Stewart Jelena, Ware Jeffrey, Boysen Cecilie, Gulati Sandeep, Zhou Zhaozong, Rosenfeld Simon, Kopelovich Levy, Kennedy Ann R
Department of Radiation Oncology, University of Pennsylvania School of Medicine, Philadelphia, PA 19104-6072, USA.
Nutr Cancer. 2008;60(6):826-36. doi: 10.1080/01635580802090193.
We previously characterized three cell clones that were derived by limiting dilution from a human prostate cancer cell line (LNCaP) representing a phenotypic continuum of cancer progression (1). The present study was undertaken to examine the effects of L-selenomethionine (SeM), a potential cancer chemopreventive agent, on the gene expression profile of the cultured cell clones. Following a three-day incubation period with SeM, total RNA was extracted, and the gene expression profile was evaluated using Affymetrix human HG U133A microarrays and analyzed by ViaLogy's (Altadena, CA) VMAxS platform deploying quantum resonance interferometry (QRI) processing. The differentially expressed genes and corresponding biological processes were compared across the different treatments and cell types. Whereas SeM significantly affected RNA-DNA metabolism and protein transport and metabolism in all of the cell types evaluated, significant effects of SeM on genes mainly involved in the pathways of cell cycle, growth, differentiation, and apoptosis were observed only in the cell clone with a more malignant phenotype.

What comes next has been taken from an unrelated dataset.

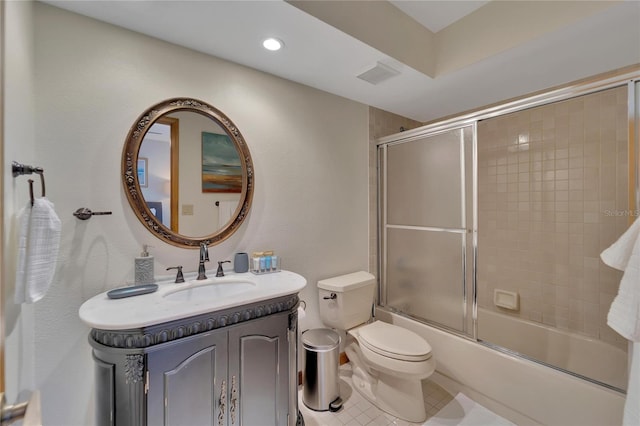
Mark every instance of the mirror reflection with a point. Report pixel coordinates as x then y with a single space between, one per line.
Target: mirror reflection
193 177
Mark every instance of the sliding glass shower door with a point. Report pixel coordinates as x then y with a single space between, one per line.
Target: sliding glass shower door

我们之前鉴定了三个细胞克隆,它们是通过有限稀释法从代表癌症进展表型连续体的人前列腺癌细胞系(LNCaP)中获得的(1)。本研究旨在检测潜在的癌症化学预防剂L-硒代蛋氨酸(SeM)对培养的细胞克隆基因表达谱的影响。在用SeM孵育三天后,提取总RNA,并使用Affymetrix人类HG U133A微阵列评估基因表达谱,并通过部署量子共振干涉测量(QRI)处理的ViaLogy公司(加利福尼亚州阿尔塔迪纳)的VMAxS平台进行分析。比较了不同处理和细胞类型之间差异表达的基因及相应的生物学过程。虽然SeM在所有评估的细胞类型中均显著影响RNA-DNA代谢以及蛋白质转运和代谢,但仅在具有更恶性表型的细胞克隆中观察到SeM对主要参与细胞周期、生长、分化和凋亡途径的基因有显著影响。